Wagner's Overture to De Meistersinger von Nuremburg received a thoroughly theatrical reading, with some particularly polished playing by the brass section. Although the opening strains suffered a slight loss of detail, Maestro Tovey's characteristically thoughtful performance revelled in lovingly shaded particulars, achieving an appropriately ringing and grandiose overall effect . If one did not quite champ at the bit to hear the whole of Wagner's very, very long opera after this mouthful-sized tidbit, seeing Maestro Tovey in the opera pit would be an assured pleasure.
The choice of Wagner was a deliberate one for Rousse's De gerette Alberich, written for Evelyn Glennie, takes up where Wagner left off, tracing the psychology of the dwarf whose rejection of love for gold opens The Ring cycle. With knowing winks and nudges throughout to Wagner's music, this extraordinarily vivid and complex work, though not strictly programmatic, gains infinitely from knowing Alberich's story--not, alas, provided in the evening's programme notes. Whether playing the washboard (Alberich transformed into a toad?) or the steel drum or the snare drum, Glennie was a consummate percussion artist, living the music, and convincing more than one sceptic that the time for the drum as a solo classical instrument has arrived indeed.
Rousse's demanding score captures the alienation and frustration at the core of Alberich's deformed personality, reaching at moments towards almost unbearable tension as the whole orchestra becomes a percussion instrument aggressively confronting the individual's perplexity and struggle before a bewildering, hostile world. Drawing on Wagner both in its system of leitmotifs and as a structuring device, the piece was an exciting revelation of introspection, bursts of rage, and outpourings of anguish and insists on the continuities and divergences between the nineteenth- and twentieth-century musical palettes. The performance was thrilling, like the collaborative demands made on the conductor, soloist, and orchestra.
By contrast, Askel Masson's no less demanding Snare Drum Concerto was often merely showy and lacking in depth. The "shazzam" effect of its long, long cadenzas blurred conveying neurotic obsessiveness and endless anxiety, ending up instead in a merely technical tour de force. Glennie on the snare drum was, however, never less than compelling, but qua music this was, whatever its surface impressiveness, rather like too much whip cream, tasty at first but cloying in the end.
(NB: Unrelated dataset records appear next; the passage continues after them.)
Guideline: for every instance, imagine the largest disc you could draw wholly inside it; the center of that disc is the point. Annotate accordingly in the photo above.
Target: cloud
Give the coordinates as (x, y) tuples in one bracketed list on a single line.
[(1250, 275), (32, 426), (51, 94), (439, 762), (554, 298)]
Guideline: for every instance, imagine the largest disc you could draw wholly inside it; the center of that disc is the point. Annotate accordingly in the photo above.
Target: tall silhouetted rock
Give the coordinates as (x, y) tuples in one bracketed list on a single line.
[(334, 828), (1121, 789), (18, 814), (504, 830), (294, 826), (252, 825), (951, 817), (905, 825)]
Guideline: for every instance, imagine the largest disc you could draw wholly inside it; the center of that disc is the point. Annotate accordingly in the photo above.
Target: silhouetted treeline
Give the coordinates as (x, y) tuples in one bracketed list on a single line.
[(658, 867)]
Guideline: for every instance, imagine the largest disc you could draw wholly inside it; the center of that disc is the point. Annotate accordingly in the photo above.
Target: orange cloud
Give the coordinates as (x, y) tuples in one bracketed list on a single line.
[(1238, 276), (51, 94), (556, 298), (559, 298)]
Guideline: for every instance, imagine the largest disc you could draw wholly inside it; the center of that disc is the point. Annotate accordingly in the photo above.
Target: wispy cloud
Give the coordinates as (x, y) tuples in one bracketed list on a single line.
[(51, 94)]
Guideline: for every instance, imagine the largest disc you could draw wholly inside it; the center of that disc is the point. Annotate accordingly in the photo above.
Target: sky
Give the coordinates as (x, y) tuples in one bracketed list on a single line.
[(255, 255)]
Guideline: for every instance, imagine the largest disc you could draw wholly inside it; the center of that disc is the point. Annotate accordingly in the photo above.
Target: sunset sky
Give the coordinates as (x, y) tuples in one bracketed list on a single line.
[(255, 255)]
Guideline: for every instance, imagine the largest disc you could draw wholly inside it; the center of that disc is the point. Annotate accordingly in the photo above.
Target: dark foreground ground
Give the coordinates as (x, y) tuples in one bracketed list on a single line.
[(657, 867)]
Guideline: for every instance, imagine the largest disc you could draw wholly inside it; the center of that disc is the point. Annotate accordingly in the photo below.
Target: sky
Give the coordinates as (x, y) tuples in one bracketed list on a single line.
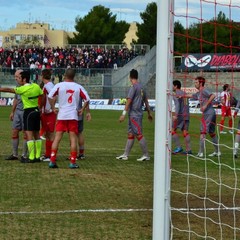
[(62, 14)]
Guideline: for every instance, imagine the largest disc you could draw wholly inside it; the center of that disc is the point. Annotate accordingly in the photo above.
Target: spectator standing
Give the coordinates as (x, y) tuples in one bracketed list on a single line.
[(135, 100), (70, 94)]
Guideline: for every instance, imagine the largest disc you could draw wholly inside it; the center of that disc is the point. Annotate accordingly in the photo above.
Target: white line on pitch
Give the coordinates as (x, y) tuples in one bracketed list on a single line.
[(78, 211)]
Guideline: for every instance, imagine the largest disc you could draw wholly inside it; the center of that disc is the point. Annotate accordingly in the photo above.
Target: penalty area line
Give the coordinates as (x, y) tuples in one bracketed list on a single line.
[(78, 211)]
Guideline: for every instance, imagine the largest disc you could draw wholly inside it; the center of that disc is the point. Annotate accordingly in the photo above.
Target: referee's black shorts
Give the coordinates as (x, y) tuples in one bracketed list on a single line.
[(31, 119)]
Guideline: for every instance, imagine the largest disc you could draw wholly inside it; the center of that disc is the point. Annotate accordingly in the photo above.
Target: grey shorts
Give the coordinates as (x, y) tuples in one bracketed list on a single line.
[(17, 122), (181, 124), (135, 125), (208, 123)]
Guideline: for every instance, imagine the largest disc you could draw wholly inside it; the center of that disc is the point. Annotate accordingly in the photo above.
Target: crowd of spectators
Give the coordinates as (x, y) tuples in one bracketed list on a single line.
[(62, 58)]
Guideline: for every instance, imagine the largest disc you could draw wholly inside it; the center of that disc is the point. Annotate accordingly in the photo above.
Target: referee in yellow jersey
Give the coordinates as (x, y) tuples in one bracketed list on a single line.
[(30, 93)]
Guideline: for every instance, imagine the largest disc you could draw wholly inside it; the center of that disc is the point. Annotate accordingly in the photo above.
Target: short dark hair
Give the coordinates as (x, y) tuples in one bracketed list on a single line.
[(177, 83), (225, 86), (134, 74), (70, 73), (201, 80), (46, 74), (25, 75)]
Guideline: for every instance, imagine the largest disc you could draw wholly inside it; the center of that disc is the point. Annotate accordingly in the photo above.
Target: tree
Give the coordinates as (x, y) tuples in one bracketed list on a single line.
[(99, 26), (147, 31)]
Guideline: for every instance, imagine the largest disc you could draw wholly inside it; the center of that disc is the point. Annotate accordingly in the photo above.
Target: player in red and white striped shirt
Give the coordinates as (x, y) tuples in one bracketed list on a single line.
[(226, 108), (69, 95)]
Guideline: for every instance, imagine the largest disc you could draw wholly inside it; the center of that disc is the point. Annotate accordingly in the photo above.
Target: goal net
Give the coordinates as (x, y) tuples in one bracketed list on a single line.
[(205, 191)]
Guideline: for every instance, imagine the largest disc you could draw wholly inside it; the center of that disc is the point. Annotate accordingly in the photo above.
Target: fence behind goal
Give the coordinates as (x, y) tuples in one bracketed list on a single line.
[(204, 192)]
Brahms's second symphony returned the audience to a more familiar and soothing tonal landscape, one that seemed overly tame by comparison with the tumult and chaos of what had gone before. The pastoral character of the symphony's opening was convincingly etched, and the movement's dramatic tensions slowly and carefully built. The Adagio non troppo of the second movement was perhaps a shade too troppo, with charm prevailing in the third. A headlong burst of energy rushed the listener to the architecturally constructed climax. Maestro Tovey's rendition of this war-horse was not only tasteful and stylish but also tastefully restrained, and the string section shone with a silvery tone.